A l’entracte les gens tapent dans les mains, se laissent impressionner par le discours déculturé. Elle revient avec deux bis, le premier pour se montrer superficiellement normale, le second pour une dernière charge, celle de trop, le geste chaloupé le rire aux éclats alors que la situation ne s’y prête guère.
Remontant dans la salle après l’entracte, la réalité est bien présente. Deux femmes d’un certain âge (j’écris « un certain âge » comme l’on dirait « Il a un certain charisme ») : Tu as regardé le débat hier soir ? Tu as tenu combien de temps ? – 12 minutes ! Lumières.

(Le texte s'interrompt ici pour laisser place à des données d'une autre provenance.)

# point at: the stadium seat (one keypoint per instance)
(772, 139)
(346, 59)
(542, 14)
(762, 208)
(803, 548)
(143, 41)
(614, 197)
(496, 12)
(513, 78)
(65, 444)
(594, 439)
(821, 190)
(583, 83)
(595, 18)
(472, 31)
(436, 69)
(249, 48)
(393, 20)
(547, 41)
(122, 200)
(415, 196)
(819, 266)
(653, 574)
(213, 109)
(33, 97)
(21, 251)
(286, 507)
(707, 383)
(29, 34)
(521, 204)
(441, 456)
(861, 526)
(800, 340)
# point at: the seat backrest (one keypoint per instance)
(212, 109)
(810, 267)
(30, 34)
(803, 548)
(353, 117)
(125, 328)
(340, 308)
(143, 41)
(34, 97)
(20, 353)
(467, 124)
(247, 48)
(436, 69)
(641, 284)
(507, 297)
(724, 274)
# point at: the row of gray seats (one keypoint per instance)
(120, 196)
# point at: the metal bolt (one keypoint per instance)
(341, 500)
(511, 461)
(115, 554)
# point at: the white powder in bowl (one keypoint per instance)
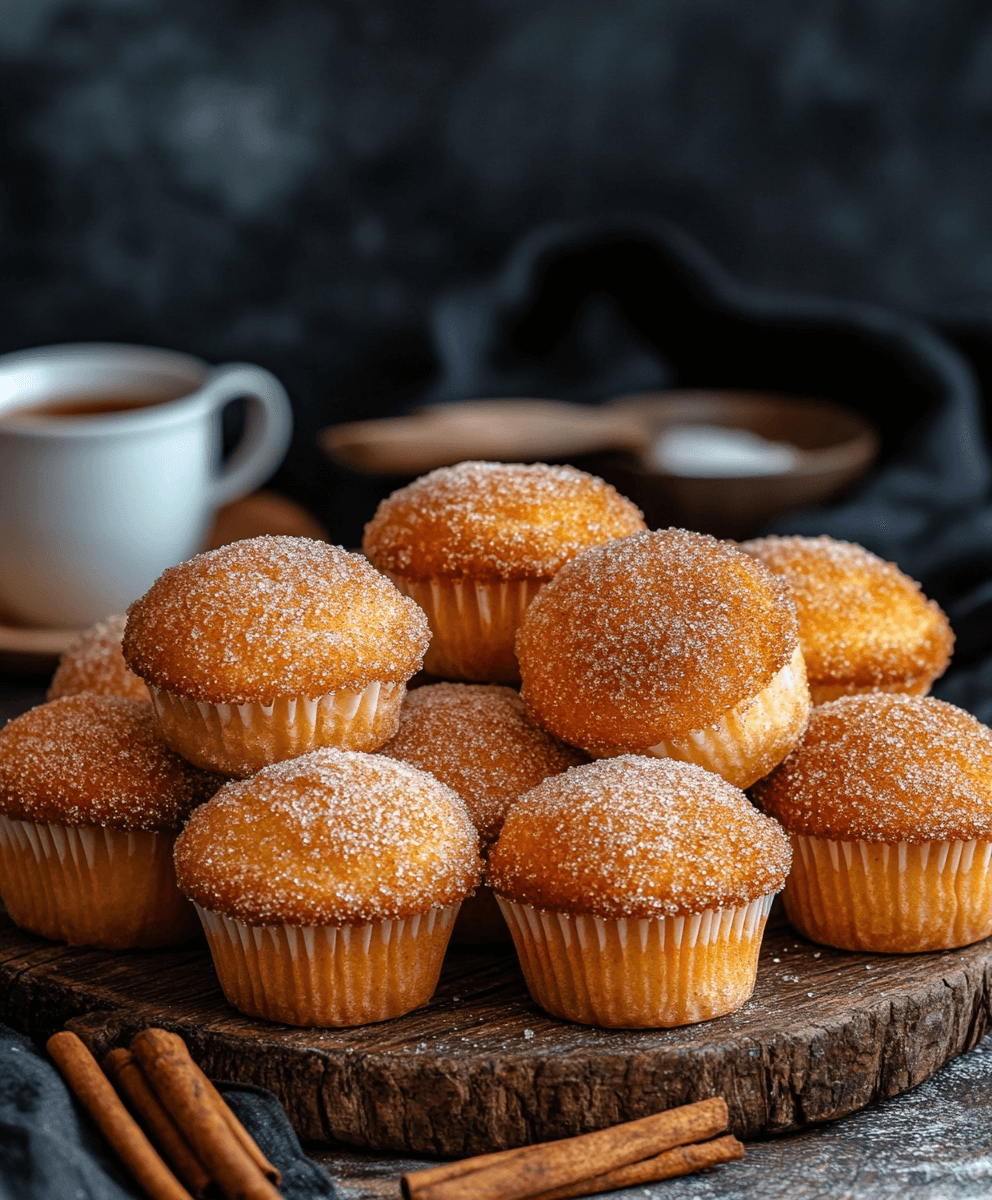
(714, 451)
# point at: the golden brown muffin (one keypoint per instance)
(90, 803)
(473, 544)
(268, 648)
(352, 864)
(637, 891)
(479, 741)
(888, 799)
(94, 663)
(668, 643)
(863, 624)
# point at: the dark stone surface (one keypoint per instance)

Retour à Rome d’où tout partit, à la Ville et au Monde, un imperium que l’on fit impérialisme, les Pins de Rome alignés pour n’en pas faire des faisceaux, les Fontaines de Rome à l’eau rafraichissante d’un acte d’union fondateur qui recréait le Concert des Nations. Ottorino nous redressait les oreilles, Respighi, mort en 1936, respira pour exprimer les sentiments et les visions que lui inspirait la Ville éternelle passée par des jours bien sombres. L’on passait des noms aux chants d’oiseaux dans un calme retrouvé, des couleurs magnifiques et des perspectives d’avenir fondées sur un riche passé millénaire, un temps long dans lequel les années de plomb se perdent et disparaissent. La Fontaine de la Villa Giulia à l’aube, du Triton le matin, de Trevi à midi, de la Villa Médicis au coucher du soleil. Les Pins de la Villa Borghese, ceux près d’une catacombe, sur le Janicule ou le long de la Voie Appienne. Pour retrouver le calme, s’il le faut, donne-moi ta main camarade, prête-moi ton cœur compagnon, nous referons les barricades et la vie, nous la gagnerons.
En bis une Valse triste de Sibélius, retour à l’intime, lorsque l’on ne se retrouve plus qu’avec soi à chercher la sérénité perdue. Subsistent encore quelques tensions, des choix à faire. En second bis, l’Ouverture de Guillaume Tell de Rossini, qui nous rappelle que la fierté d’un peuple ne s’abaisse pas à courber l’échine pour saluer les oripeaux ridicules de l’oppression, que l’homme se dresse pour garder sa liberté, qu’il se dressera d’autant plus haut qu’il lui faudrait exposer la vie des siens.
Ah, j’oubliais, nous avions commencé sur le Caprice Romain N°3 de Richard Dubugnon, compositeur helvétique très applaudi. En de tels temps, un homme qui n’aurait que trois caprices devrait être choisi sans hésiter comme un beau parti.